In [None]:
#all_slow

In [None]:
#hide
from nbdev.showdoc import *

# Tutorial: Sequence Classification Tuning
> A tutorial following the fine-tuning and data API for Sequence Classification

In [None]:
from adaptnlp.training.data import SequenceClassificationDatasets, ColReader, RandomSplitter
from adaptnlp.training.tuner import SequenceClassificationTuner

  return torch._C._cuda_getDeviceCount() > 0


## Overview
In this tutorial we will cover building a dataset with the AdaptNLP data API for Sequence Classification, and fine-tuning a model towards that dataset. 
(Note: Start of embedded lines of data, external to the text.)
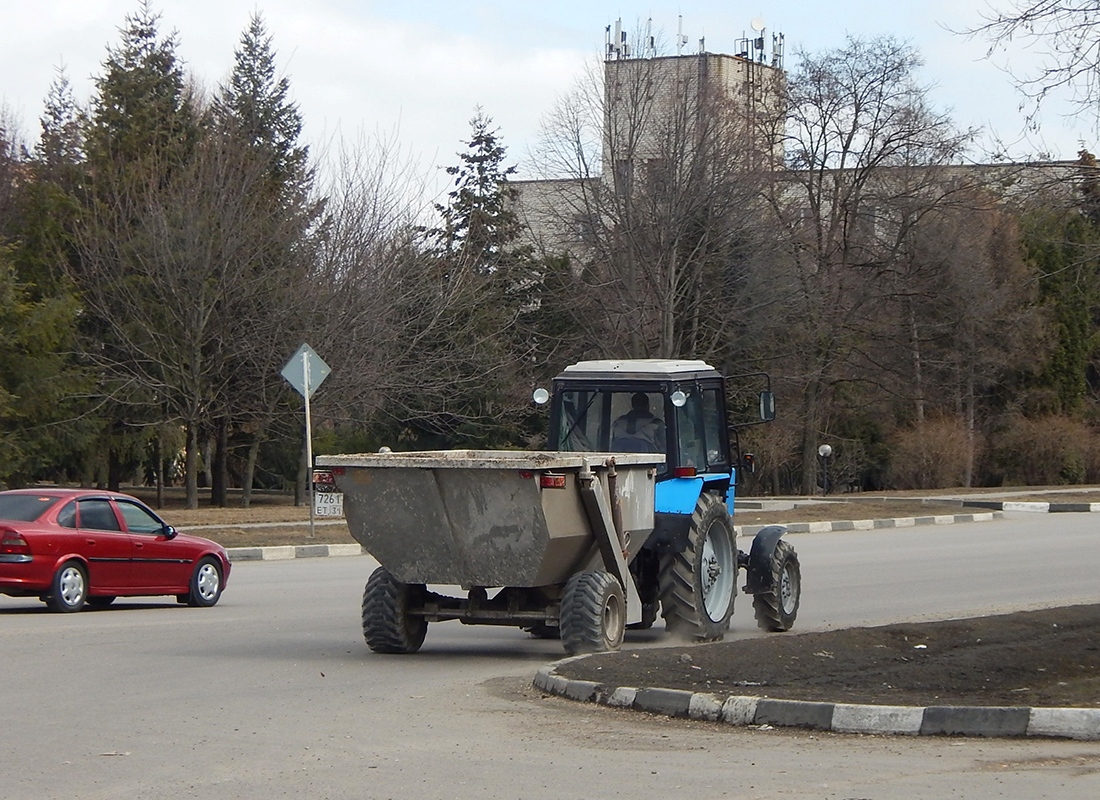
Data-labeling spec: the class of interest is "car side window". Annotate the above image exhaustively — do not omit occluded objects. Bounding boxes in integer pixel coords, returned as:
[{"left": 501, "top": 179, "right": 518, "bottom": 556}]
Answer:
[
  {"left": 57, "top": 501, "right": 76, "bottom": 528},
  {"left": 80, "top": 500, "right": 121, "bottom": 530},
  {"left": 119, "top": 500, "right": 164, "bottom": 535}
]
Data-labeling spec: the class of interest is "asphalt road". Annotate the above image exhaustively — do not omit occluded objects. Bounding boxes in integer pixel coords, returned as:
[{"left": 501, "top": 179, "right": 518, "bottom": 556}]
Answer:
[{"left": 0, "top": 514, "right": 1100, "bottom": 800}]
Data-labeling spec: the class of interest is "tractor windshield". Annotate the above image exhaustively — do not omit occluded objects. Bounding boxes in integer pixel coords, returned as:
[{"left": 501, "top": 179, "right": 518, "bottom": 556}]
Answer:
[
  {"left": 550, "top": 384, "right": 729, "bottom": 472},
  {"left": 554, "top": 390, "right": 668, "bottom": 453}
]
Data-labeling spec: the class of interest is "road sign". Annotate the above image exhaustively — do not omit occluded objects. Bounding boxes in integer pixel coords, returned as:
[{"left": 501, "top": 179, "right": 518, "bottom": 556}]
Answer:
[
  {"left": 281, "top": 344, "right": 332, "bottom": 397},
  {"left": 279, "top": 344, "right": 330, "bottom": 539}
]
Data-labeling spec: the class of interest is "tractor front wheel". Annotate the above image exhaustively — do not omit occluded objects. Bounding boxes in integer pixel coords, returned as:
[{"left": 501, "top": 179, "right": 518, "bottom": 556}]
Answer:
[
  {"left": 363, "top": 567, "right": 428, "bottom": 653},
  {"left": 752, "top": 539, "right": 802, "bottom": 633},
  {"left": 561, "top": 571, "right": 626, "bottom": 656}
]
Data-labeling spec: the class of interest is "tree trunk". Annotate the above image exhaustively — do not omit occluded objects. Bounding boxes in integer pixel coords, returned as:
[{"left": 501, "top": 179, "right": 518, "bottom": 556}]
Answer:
[
  {"left": 184, "top": 423, "right": 199, "bottom": 508},
  {"left": 241, "top": 428, "right": 263, "bottom": 508},
  {"left": 210, "top": 417, "right": 229, "bottom": 508}
]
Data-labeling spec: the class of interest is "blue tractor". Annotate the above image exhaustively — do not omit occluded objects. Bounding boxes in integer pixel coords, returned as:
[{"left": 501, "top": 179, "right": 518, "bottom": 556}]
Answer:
[{"left": 536, "top": 359, "right": 802, "bottom": 639}]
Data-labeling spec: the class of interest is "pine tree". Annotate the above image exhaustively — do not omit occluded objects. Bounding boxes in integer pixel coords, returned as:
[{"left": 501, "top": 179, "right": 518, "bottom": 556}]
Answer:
[
  {"left": 212, "top": 13, "right": 309, "bottom": 184},
  {"left": 87, "top": 0, "right": 198, "bottom": 169},
  {"left": 431, "top": 109, "right": 527, "bottom": 273}
]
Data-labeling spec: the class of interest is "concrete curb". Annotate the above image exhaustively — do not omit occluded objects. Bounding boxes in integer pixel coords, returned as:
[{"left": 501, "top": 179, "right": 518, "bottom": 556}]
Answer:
[
  {"left": 534, "top": 656, "right": 1100, "bottom": 741},
  {"left": 963, "top": 500, "right": 1100, "bottom": 514},
  {"left": 734, "top": 512, "right": 1003, "bottom": 536},
  {"left": 226, "top": 545, "right": 363, "bottom": 562}
]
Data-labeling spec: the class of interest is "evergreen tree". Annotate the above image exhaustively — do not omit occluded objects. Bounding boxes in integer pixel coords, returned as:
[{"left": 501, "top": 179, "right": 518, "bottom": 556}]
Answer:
[
  {"left": 212, "top": 13, "right": 308, "bottom": 186},
  {"left": 209, "top": 14, "right": 321, "bottom": 506},
  {"left": 87, "top": 0, "right": 198, "bottom": 171},
  {"left": 431, "top": 108, "right": 528, "bottom": 273}
]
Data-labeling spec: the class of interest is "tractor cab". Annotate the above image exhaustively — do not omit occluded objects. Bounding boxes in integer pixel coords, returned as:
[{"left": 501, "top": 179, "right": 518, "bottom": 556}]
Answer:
[{"left": 547, "top": 359, "right": 756, "bottom": 480}]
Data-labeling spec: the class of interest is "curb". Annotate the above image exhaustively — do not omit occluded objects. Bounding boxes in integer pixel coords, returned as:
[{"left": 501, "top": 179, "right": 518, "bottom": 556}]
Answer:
[
  {"left": 963, "top": 500, "right": 1100, "bottom": 514},
  {"left": 532, "top": 656, "right": 1100, "bottom": 741},
  {"left": 734, "top": 512, "right": 1003, "bottom": 536},
  {"left": 226, "top": 545, "right": 363, "bottom": 563}
]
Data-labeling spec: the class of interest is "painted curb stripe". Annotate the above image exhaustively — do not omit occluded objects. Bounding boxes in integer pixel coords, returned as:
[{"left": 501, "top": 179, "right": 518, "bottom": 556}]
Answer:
[{"left": 532, "top": 656, "right": 1100, "bottom": 741}]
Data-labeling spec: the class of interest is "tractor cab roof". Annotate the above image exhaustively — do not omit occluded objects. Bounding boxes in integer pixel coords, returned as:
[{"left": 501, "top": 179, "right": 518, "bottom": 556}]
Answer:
[{"left": 554, "top": 359, "right": 722, "bottom": 381}]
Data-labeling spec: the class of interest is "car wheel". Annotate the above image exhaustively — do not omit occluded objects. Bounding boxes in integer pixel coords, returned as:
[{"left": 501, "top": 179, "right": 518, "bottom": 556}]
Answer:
[
  {"left": 187, "top": 556, "right": 221, "bottom": 609},
  {"left": 46, "top": 561, "right": 88, "bottom": 613}
]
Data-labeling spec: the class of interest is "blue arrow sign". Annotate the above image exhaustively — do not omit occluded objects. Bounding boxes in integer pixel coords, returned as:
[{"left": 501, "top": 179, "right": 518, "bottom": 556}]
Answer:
[{"left": 279, "top": 344, "right": 332, "bottom": 397}]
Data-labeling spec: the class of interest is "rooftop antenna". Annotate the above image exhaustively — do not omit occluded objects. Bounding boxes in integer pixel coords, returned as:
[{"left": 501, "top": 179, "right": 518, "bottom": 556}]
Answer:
[
  {"left": 749, "top": 17, "right": 763, "bottom": 63},
  {"left": 677, "top": 14, "right": 688, "bottom": 55}
]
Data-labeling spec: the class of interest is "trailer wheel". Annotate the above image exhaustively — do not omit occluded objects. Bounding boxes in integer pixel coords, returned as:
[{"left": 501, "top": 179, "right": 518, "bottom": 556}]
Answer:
[
  {"left": 752, "top": 540, "right": 802, "bottom": 633},
  {"left": 363, "top": 567, "right": 428, "bottom": 653},
  {"left": 659, "top": 493, "right": 737, "bottom": 639},
  {"left": 561, "top": 571, "right": 626, "bottom": 656}
]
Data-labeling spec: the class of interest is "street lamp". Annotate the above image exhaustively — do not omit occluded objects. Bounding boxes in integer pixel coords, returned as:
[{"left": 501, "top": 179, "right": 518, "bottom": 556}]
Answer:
[{"left": 817, "top": 445, "right": 833, "bottom": 494}]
Throughout the tutorial you will notice we call from `fastai`, this is because the tuning API is built upon their library 

> Note: Eventually this will change to `fastai_minima`

For our task, we will use the `IMDB_SAMPLE` dataset to help us tune a BERT model

## The Dataset

The first thing we need to do is get some data. We will use fastai's handy `untar_data` function and `URLs` class to download it:

In [None]:
from fastai.data.external import untar_data, URLs

In [None]:
path = untar_data(URLs.IMDB_SAMPLE); path.ls()

(#1) [Path('/root/.fastai/data/imdb_sample/texts.csv')]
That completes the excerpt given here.